Para Anya Taylor-Joy, el simple hecho de actuar ya implica una vivencia cercana a una alteración continua de la identidad. “Veo la actuación como una psicosis controlada, en cierto modo. Estás fingiendo ser otra persona y teniendo sus pensamientos durante 16 horas al día, moviéndote como ella, en su casa, con su ropa”, señaló.
La intérprete comparó esa experiencia con “tener una hermana o una compañera de habitación que se queda un rato en mi mente”. Según explicó, asumir un personaje exige un nivel de concentración que puede afectar la vida cotidiana si no se establecen límites claros.

La actriz de Duna: Parte Dos contó que cuenta con personas cercanas que entienden los efectos de interpretar papeles demandantes y que pueden ayudarla a reconocer cuándo se aleja demasiado de su propia identidad. “A veces, si se sale un poco de control, me llaman por el nombre del personaje y me dicen: ‘Oye. Tenemos que volver a conectarnos’”, relató.
¿Qué es la actuación de método?
La actuación de método es una técnica interpretativa basada en la búsqueda de una conexión emocional y psicológica profunda con un personaje. Los actores que recurren a ella pueden explorar recuerdos personales, modificar sus rutinas o adoptar ciertos comportamientos del personaje fuera del rodaje para conseguir una interpretación más cercana a la realidad.
Sin embargo, esta práctica ha generado discusiones durante años, sobre todo por algunos casos en los que intérpretes han llevado su preparación a niveles extremos. Taylor-Joy explicó que no tiene interés en aplicar la técnica de forma permanente porque también considera importante mantener una relación respetuosa con el resto del equipo.
“No puedo imaginar mantenerlo todo el tiempo porque vas a trabajar con cientos de personas y es tu responsabilidad ser buena con ellas y ayudarlas a hacer su mejor trabajo. Si estás demasiado concentrado en ser un idiota, entonces eso no va a ser divertido”, afirmó.
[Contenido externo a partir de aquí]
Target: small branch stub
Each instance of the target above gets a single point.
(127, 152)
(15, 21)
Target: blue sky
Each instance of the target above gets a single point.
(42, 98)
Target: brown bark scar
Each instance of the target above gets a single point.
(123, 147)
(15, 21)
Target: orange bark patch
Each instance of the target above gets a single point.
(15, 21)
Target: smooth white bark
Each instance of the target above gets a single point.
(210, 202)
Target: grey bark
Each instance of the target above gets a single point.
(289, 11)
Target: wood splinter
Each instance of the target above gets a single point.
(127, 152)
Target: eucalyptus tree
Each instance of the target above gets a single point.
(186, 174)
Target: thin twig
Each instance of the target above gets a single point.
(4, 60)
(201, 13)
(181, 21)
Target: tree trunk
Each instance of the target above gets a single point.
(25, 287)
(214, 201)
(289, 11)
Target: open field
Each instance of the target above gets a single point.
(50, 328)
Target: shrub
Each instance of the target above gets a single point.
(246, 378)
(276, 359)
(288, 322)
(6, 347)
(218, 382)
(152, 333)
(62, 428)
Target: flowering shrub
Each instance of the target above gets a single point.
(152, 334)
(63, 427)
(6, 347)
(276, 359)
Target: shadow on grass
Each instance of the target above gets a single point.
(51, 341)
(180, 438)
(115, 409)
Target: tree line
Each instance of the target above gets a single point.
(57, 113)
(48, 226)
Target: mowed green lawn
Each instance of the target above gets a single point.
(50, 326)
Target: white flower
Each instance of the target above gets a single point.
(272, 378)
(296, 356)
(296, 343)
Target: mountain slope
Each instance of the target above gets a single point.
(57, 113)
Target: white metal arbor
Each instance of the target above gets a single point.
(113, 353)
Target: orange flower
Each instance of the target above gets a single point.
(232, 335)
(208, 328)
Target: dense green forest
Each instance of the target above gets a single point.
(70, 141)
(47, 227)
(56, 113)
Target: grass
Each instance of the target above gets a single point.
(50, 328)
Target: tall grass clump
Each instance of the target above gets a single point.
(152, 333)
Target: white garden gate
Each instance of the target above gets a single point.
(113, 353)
Las declaraciones de Anya Taylor-Joy también reabrieron una conversación sobre las diferencias entre hombres y mujeres dentro de la actuación de método. Aunque algunas actrices han utilizado esta técnica, los casos más conocidos suelen estar asociados a intérpretes masculinos como Daniel Day-Lewis, Andrew Garfield o Jeremy Strong.
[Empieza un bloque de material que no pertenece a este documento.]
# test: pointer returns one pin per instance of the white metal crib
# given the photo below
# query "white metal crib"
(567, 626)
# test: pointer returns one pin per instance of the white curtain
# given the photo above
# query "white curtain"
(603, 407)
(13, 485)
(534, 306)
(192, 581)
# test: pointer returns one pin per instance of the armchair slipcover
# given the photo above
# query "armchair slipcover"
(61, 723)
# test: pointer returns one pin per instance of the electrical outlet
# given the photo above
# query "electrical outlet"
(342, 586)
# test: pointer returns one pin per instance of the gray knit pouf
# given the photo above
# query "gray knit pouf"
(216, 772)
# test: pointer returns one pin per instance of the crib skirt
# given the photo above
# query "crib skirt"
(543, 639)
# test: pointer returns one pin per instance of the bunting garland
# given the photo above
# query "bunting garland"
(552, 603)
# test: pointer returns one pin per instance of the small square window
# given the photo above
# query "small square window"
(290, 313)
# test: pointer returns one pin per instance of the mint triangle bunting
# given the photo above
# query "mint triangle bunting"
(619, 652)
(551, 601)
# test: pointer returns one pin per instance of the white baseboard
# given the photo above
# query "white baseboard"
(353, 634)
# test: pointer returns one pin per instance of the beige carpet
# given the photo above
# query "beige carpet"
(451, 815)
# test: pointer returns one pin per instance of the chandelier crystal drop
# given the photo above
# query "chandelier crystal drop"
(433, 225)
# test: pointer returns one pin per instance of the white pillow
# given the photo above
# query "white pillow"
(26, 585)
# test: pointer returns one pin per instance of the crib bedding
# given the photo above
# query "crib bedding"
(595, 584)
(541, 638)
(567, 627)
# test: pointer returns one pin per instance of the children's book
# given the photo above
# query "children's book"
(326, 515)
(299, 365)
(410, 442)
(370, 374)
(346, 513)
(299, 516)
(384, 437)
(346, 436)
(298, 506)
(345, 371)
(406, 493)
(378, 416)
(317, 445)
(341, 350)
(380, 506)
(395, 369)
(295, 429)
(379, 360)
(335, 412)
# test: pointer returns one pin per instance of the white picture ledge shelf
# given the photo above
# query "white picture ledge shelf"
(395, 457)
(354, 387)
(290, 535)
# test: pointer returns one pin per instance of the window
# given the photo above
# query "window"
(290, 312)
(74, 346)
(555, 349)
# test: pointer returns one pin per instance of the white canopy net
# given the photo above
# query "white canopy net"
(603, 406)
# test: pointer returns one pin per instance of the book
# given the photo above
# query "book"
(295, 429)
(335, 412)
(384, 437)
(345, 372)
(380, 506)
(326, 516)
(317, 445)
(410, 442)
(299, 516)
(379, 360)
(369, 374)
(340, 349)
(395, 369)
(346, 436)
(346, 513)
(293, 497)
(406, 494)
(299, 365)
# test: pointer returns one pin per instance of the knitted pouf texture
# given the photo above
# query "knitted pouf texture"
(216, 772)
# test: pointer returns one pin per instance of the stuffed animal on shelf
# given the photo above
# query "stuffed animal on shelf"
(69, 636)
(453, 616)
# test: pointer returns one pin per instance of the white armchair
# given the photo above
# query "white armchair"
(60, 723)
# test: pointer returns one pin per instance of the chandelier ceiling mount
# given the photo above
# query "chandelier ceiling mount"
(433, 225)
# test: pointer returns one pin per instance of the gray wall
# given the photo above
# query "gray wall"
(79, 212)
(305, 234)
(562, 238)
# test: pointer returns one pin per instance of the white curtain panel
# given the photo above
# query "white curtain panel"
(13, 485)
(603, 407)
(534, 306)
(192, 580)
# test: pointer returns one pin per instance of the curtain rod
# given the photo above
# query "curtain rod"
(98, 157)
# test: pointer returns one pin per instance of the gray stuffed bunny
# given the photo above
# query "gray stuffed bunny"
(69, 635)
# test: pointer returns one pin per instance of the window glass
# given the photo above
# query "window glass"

La actriz Natalie Portman expresó una idea similar en una entrevista con Variety en 2024, cuando describió la actuación de método como un “lujo que las mujeres no pueden permitirse”. Según explicó, mantener una identidad ficticia fuera del set durante largos periodos podría ser difícil de sostener frente a las responsabilidades personales y familiares.
Por su parte, Kristen Stewart cuestionó en una entrevista con The New York Times la relación entre masculinidad y Method acting.
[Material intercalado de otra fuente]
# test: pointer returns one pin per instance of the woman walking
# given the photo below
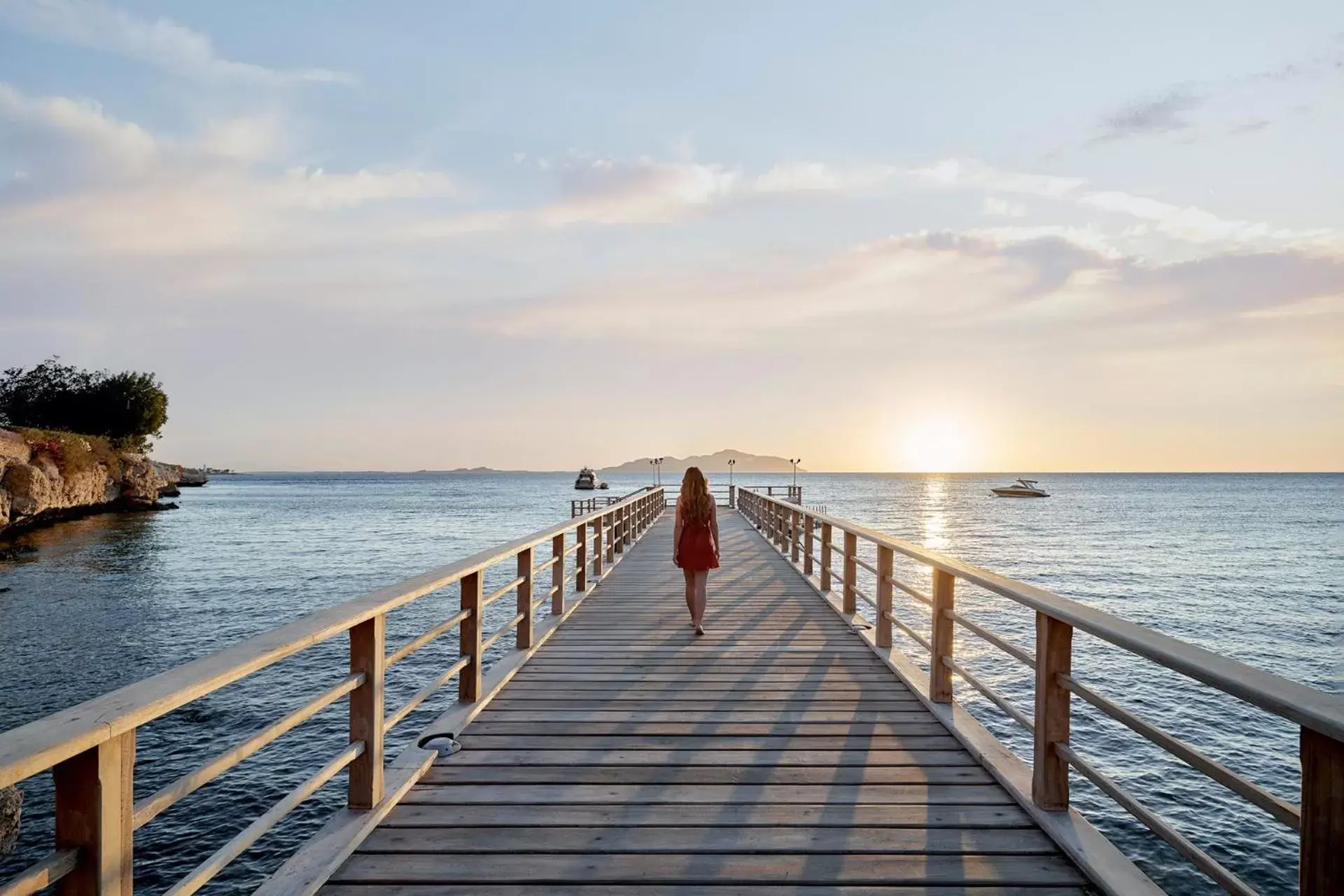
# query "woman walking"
(695, 542)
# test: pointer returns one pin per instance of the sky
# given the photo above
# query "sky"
(531, 235)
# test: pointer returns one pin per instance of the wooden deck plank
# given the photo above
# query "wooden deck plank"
(781, 742)
(678, 890)
(543, 839)
(773, 755)
(711, 794)
(727, 816)
(745, 868)
(715, 758)
(454, 776)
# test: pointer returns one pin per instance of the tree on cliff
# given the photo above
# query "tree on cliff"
(127, 407)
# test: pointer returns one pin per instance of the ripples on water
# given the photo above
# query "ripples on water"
(1249, 566)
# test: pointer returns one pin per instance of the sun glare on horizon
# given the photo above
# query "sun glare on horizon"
(933, 445)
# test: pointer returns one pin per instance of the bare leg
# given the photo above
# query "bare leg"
(690, 593)
(702, 580)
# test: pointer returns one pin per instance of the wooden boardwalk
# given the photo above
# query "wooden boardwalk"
(774, 755)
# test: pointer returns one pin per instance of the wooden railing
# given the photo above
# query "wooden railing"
(90, 748)
(818, 543)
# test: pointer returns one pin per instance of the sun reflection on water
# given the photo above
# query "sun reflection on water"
(933, 510)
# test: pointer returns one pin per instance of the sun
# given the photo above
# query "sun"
(933, 445)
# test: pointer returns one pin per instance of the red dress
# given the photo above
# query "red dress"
(696, 552)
“La actuación es inherentemente vulnerable y, por lo tanto, bastante vergonzosa y poco masculina”, señaló.
En su opinión, algunos actores recurren a esta técnica como una forma de protegerse frente a la vulnerabilidad que implica interpretar a otra persona.

El debate también ha dividido a los propios actores de método. Mientras figuras como Daniel Day-Lewis han defendido la técnica y han rechazado la idea de que implique comportamientos extremos o agresivos, otros intérpretes han criticado sus excesos.
En 2025, Daniel Day-Lewis afirmó que muchas críticas provienen de personas que “tienen poca o ninguna comprensión de lo que realmente implica” el método. En su opinión, el objetivo de esta práctica es permitir una actuación más libre y espontánea frente a la cámara.